誰かじゃなくて-『熱血ポンちゃんが行く!』山田詠美さん

文芸

 

恋する相手が見つからなくて困っているという手紙が来たこともあった。ポンちゃんにこう言われても困るよね。昔、小学校の頃だったか、「本を読みたいという人と、読む本が欲しいという人の間には、大きな違いがある」と、ベーコンという哲学者(だと思うけど、よく知らない。おいしそーな名前だなあと思って記憶している)の言葉を読んで、なるほどと思ったことがあるけれど、まさに、恋にもそのことがあてはまると思う。恋する相手がいないと言っている人には、永遠に恋人など出来ないだろう。
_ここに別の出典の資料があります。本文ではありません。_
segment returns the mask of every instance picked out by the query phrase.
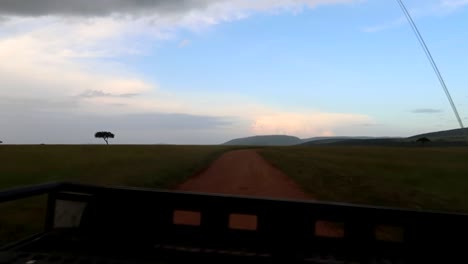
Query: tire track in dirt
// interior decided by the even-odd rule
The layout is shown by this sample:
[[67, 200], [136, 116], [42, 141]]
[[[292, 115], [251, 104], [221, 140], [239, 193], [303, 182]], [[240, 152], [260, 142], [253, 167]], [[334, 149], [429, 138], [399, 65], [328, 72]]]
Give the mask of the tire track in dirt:
[[262, 198], [310, 200], [312, 197], [255, 150], [223, 154], [206, 170], [179, 185], [177, 190]]
[[[223, 154], [206, 170], [189, 178], [176, 190], [213, 194], [246, 195], [259, 198], [313, 200], [293, 180], [269, 164], [255, 150], [235, 150]], [[180, 221], [191, 222], [191, 216]], [[232, 219], [238, 227], [250, 228], [248, 219]], [[316, 232], [341, 236], [334, 225], [317, 222]]]

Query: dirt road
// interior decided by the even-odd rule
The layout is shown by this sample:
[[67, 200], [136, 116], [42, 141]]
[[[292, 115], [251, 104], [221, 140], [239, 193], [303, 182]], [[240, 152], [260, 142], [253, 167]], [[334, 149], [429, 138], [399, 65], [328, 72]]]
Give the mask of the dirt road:
[[[225, 153], [202, 173], [188, 179], [177, 190], [232, 195], [248, 195], [262, 198], [311, 200], [287, 175], [271, 166], [255, 150], [236, 150]], [[177, 222], [197, 223], [191, 214], [181, 214]], [[251, 219], [233, 218], [232, 224], [250, 229]], [[255, 221], [254, 221], [255, 222]], [[316, 232], [324, 236], [343, 236], [342, 227], [317, 222]]]
[[255, 150], [225, 153], [177, 190], [269, 198], [312, 199]]
[[[236, 150], [223, 154], [206, 170], [178, 186], [177, 190], [263, 198], [311, 199], [255, 150]], [[190, 214], [180, 215], [175, 221], [197, 222]], [[243, 229], [254, 228], [256, 225], [241, 218], [231, 219], [231, 222]]]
いつだって、恋をしたいと思っている人は、素敵な恋を呼び寄せる。常に、心も体も準備OKにしていないと、快調なスタートは切れないものである。彼が出来たら身につけようなんて、とっておきの下着をクロゼットにしまっておくようでは駄目である。そういう人は、永遠にたんすの肥やしを増やすだけだ。 

 

 

 

 私は、いつも思うんだけど、いい女とそうじゃない女の境目って、いつ恋に落ちてもいいように準備しておくか、否かにあるんじゃないだろうか。ひとりでいるからこそ、とっておきの下着を身につけるという心の状態が、とっておきの男を呼び寄せるのである。彼が出来たら、おいしい料理を作って、このお皿で出すの、みたいな素敵な食器があるんだったら、普段の食事に使うべき。デートの時にこの香水を使おう、と高価な香水を買ってある人は、その香水なしでも、同じ匂いが漂うくらいに、日常生活で使いこなしたほうがいいと思うよ。香りっていうのは、飛んじゃうものだし、恋心だって、それと同じ。いつか出会う人のために貯えておいたら、無駄になるばかりである。人に恋する気持は、なま物である。腐らない内に、どんどん使わなくては。もっとも、どんどん使い過ぎるポンちゃんのようにお尻が軽いと言われるようになるのは、行き過ぎである。

    『熱血ポンちゃんが行く!』 山田詠美

 

熱血ポンちゃんが行く! (講談社文庫)
 


恋する乙女たちに捧げたい一節、いや、二節ですね(笑)

別に、人生は恋するためだけにあるわけでないので、

人それぞれだけど、さすが、

ある真実を物語っているというわけで

感心したくだりだったかな。

それに、誰かじゃなくて、まず、自身をもてなさないとね…と

老婆心ながら、おばさんも思うのでした。